With broader access to Llama, Alpaca, ChatGLM, and Dolly available on ordinary consumer-level hardware, we have entered a new phase where every technology-literate person can access GPT-3 level perplexity language models, which also inherit all the shortcomings of GPT-3 level models. These models hallucinate a lot, lack the knowledge of their more parameter-heavy counterparts, and are not nearly as reliable. However, with the right prompt, they are just effective enough at generating marketing copies, manipulating societal opinions, and making convincing arguments on either side as we are prompting.
If GPT-4 is more aligned, trained with more data, has less hallucination, and is more knowledgeable, it would perplex me why we would not want to provide as broad access as possible, as soon as possible, and explore as many avenues to achieve that as possible, including releasing weights and model details to many partners or the general public, to ensure timely and broad access with a fairer and more knowledgeable model.
The problem is that we are not in the Pre-GPT3 world, where only select parties had access to models as powerful as GPT-3, while we were making theoretical arguments weighing the downsides versus the upsides. All that stayed in theory a few years ago: how GPT-generated content would affect our content consumption, influence our opinions, search rankings, or be weaponized against individuals to induce anxiety and stress are all happening now. This begs that we release updated technology as soon as possible, making it as widely available as possible.
There could be some credible objections to this line of thinking. We will discuss them one by one.
A More Potent Threat
There could be new threats enabled by GPT-4 because it is more potent. We have made strides in areas we knew to be problematic: hallucinations, biases, and emotional manipulations. There could be surfaces that were previously unknown and only made possible with more potent models. The challenge here is to identify these cases rather than theorize. While we do not know about the unknown, the known harms introduced by Pre-GPT4 models, particularly regarding knowledge hallucination and content pollution, are real and ongoing. Evaluating ongoing harms against unknown threat surfaces is difficult. It is a challenging moral choice because even intentional immobility could potentially cause more harm.
Once a model is out in the public, it is difficult to “unpublish” or “upgrade.” Having one entity manage the release and access would ensure that, at critical times, we have the option to roll back. However, let’s take a step back and think about the kind of threats or harms we are trying to protect against by rolling back. Are we going to suddenly have a much less aligned model that can cause more extraordinary harm than the existing one?
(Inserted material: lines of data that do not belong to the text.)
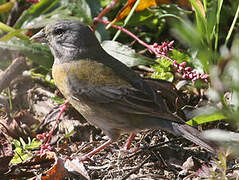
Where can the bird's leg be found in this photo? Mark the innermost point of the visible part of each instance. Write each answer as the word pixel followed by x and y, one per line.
pixel 46 137
pixel 102 146
pixel 126 147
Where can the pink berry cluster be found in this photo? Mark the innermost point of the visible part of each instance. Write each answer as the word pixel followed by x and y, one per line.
pixel 33 1
pixel 161 50
pixel 188 73
pixel 45 145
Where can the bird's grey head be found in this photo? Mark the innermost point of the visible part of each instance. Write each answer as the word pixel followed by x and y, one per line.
pixel 69 40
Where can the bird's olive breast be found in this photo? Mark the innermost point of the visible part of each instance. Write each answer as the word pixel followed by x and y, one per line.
pixel 84 72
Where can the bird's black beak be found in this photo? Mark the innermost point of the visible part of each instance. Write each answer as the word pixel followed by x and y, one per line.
pixel 39 37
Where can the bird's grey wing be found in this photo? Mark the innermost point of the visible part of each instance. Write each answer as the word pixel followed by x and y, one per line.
pixel 125 99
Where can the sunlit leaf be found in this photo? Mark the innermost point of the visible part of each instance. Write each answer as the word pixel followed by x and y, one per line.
pixel 125 54
pixel 143 4
pixel 206 118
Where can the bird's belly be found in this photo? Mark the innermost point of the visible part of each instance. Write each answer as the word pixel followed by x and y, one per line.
pixel 98 114
pixel 103 117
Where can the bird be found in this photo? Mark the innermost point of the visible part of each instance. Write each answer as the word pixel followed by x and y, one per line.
pixel 107 93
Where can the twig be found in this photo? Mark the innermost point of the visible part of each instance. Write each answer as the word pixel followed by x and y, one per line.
pixel 137 168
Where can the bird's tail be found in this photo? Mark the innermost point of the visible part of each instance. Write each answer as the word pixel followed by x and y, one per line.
pixel 194 135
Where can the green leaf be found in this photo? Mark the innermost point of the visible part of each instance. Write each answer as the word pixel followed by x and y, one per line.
pixel 35 11
pixel 35 51
pixel 206 118
pixel 12 31
pixel 125 54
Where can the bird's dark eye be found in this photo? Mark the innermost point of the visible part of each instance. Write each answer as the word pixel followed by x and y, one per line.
pixel 58 31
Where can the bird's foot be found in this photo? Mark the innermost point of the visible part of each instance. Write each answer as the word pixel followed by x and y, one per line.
pixel 126 150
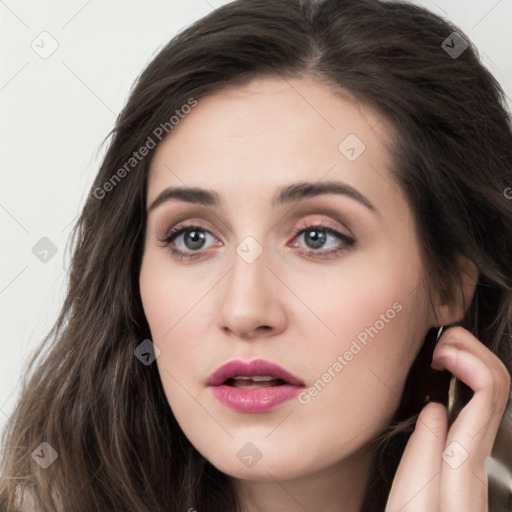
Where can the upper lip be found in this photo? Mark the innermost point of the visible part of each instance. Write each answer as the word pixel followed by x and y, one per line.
pixel 256 367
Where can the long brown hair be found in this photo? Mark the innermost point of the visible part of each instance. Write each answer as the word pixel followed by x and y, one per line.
pixel 86 394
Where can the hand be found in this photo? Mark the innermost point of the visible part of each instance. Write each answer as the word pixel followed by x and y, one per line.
pixel 441 470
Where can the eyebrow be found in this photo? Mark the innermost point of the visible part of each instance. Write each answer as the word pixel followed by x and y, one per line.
pixel 288 194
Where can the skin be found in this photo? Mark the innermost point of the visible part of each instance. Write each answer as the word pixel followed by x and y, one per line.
pixel 301 310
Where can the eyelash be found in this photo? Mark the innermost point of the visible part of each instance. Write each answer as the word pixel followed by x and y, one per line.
pixel 178 230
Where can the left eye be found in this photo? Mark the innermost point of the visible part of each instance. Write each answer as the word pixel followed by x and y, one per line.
pixel 316 237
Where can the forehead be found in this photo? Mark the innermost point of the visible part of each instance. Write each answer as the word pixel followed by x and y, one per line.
pixel 270 132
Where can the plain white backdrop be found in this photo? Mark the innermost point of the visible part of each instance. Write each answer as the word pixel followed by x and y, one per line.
pixel 66 71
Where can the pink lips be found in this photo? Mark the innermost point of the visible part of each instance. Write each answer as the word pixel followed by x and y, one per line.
pixel 270 395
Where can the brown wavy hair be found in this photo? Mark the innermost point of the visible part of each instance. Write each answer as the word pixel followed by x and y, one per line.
pixel 119 445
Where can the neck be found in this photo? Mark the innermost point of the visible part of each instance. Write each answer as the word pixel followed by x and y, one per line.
pixel 338 488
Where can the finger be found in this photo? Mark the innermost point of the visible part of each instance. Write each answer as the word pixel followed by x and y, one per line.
pixel 464 485
pixel 417 481
pixel 486 375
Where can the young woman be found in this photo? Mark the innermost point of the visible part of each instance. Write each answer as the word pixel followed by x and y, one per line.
pixel 297 196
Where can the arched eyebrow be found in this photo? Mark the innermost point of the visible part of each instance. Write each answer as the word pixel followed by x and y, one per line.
pixel 288 194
In other words, when we update the model, are we navigating through a rough surface where there are unintentional pockets the model can fall into, making it worse-behaving; or are we navigating through a smoother surface where the model progressively becomes more aligned?
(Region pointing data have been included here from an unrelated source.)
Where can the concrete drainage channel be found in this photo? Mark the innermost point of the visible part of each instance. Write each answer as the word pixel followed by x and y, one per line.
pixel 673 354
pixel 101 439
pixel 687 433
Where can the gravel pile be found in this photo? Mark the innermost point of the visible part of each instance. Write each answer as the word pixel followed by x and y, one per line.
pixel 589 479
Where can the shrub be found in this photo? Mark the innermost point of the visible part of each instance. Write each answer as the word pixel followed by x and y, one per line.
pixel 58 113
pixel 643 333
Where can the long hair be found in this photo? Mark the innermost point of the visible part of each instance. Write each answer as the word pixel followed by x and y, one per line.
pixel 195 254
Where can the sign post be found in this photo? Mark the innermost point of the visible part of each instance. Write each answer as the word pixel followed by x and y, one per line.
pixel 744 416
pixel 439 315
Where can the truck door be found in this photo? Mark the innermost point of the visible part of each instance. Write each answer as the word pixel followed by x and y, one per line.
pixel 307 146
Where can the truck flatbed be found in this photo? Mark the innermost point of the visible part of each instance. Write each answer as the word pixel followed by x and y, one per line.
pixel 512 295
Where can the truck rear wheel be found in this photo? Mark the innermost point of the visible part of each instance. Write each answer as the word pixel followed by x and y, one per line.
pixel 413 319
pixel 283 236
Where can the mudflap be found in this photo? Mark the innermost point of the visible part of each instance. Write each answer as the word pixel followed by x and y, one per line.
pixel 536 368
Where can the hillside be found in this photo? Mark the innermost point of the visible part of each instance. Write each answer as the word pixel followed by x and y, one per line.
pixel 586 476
The Mix-and-Match of the Models
While there might be only one base model, there could be several LEGO pieces (or guardrails) to ensure the model is aligned with our expectations: a step to insert watermarks so the content is traceable or a post-filter to ensure bigoted content is blocked at the last step. Broader distributed access would mean that some parties can turn off these guardrails if needed. An advanced model, such as GPT-4 without guardrails, could mean enhanced harms because it is harder to detect and neutralize the threat it poses.
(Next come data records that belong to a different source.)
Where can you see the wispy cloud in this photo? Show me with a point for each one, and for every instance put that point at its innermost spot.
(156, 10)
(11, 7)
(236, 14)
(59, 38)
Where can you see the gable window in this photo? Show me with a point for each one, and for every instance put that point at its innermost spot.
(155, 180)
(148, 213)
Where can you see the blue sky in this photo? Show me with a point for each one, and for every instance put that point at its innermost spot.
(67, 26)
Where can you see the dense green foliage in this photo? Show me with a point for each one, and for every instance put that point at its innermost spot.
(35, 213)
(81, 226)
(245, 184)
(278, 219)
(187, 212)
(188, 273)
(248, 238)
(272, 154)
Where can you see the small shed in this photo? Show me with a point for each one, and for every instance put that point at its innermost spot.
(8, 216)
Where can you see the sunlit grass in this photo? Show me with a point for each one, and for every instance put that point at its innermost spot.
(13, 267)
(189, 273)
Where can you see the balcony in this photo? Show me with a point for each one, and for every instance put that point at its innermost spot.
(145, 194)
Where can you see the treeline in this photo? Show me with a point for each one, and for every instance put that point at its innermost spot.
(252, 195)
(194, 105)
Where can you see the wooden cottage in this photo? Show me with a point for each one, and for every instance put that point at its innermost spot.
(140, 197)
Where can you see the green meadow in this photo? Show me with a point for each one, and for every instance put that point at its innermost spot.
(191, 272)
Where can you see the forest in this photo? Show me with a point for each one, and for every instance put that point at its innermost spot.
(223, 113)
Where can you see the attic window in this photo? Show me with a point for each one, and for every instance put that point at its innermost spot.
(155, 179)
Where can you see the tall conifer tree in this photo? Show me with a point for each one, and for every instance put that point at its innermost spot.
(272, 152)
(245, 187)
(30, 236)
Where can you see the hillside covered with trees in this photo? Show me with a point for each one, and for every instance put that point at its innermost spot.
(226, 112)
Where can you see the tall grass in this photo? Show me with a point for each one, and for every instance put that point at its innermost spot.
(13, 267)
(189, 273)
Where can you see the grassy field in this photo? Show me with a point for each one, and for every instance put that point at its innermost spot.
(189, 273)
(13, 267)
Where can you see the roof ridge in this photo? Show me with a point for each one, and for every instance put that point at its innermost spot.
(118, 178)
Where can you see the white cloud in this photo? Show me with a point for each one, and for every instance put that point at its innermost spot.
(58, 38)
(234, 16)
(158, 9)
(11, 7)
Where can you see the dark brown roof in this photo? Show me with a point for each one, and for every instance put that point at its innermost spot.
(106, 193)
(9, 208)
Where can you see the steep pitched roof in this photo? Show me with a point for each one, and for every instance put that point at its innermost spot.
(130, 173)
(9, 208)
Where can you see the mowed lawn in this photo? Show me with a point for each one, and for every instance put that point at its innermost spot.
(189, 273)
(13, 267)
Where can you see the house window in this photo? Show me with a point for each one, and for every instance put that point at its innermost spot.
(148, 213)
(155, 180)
When discussing these objections, we must be clear about the types of societal harms we aim to prevent. Are we trying to stop bad actors from using LLMs to augment their abilities, or are we trying to minimize harms induced by misuse? Failing to distinguish between these cases will only muddy the waters without providing any benefits. It is important to remember that we do have releases of quite a few GPT-3 level models now that are easier to hallucinate, are indistinguishable with humans for short-and-concise conversations, and can certainly be used by someone determined to cause greater harm.
For bad actors, Pre-GPT4 models are already capable. These models can be fine-tuned easily, have source code available in various forms, and can be embedded almost anywhere. When deployed at scale for the purpose of influencing campaigns or scams, it is unclear how their effectiveness compares to existing methods. At this point, it is speculative how GPT4 models compare to Pre-GPT4 models. My educated guess is that there would be an order of magnitude improvement for the first case and much less (double-digit percentage) for the latter.
For misuse, the harm is immediate and present. An unsuspecting student using Pre-GPT4 models to ask for clarifications on questions could receive misleading yet confident answers. In these cases, having the updated, more powerful model readily available would prevent more harm.
The Unmitigable Risks
Given the prevalence of open-source GPT3-level models, I would argue that we are already deep in the valley of unmitigable risks. Counterintuitively, taking slow, measured steps might shorten the distance traveled in the valley, but sprinting in a roughly-right direction would prove to be the shortest in terms of time spent. If we treat the current situation as one of unmitigable risks, for the betterment of humanity, we should seek the broadest access to the latest aligned model at any cost.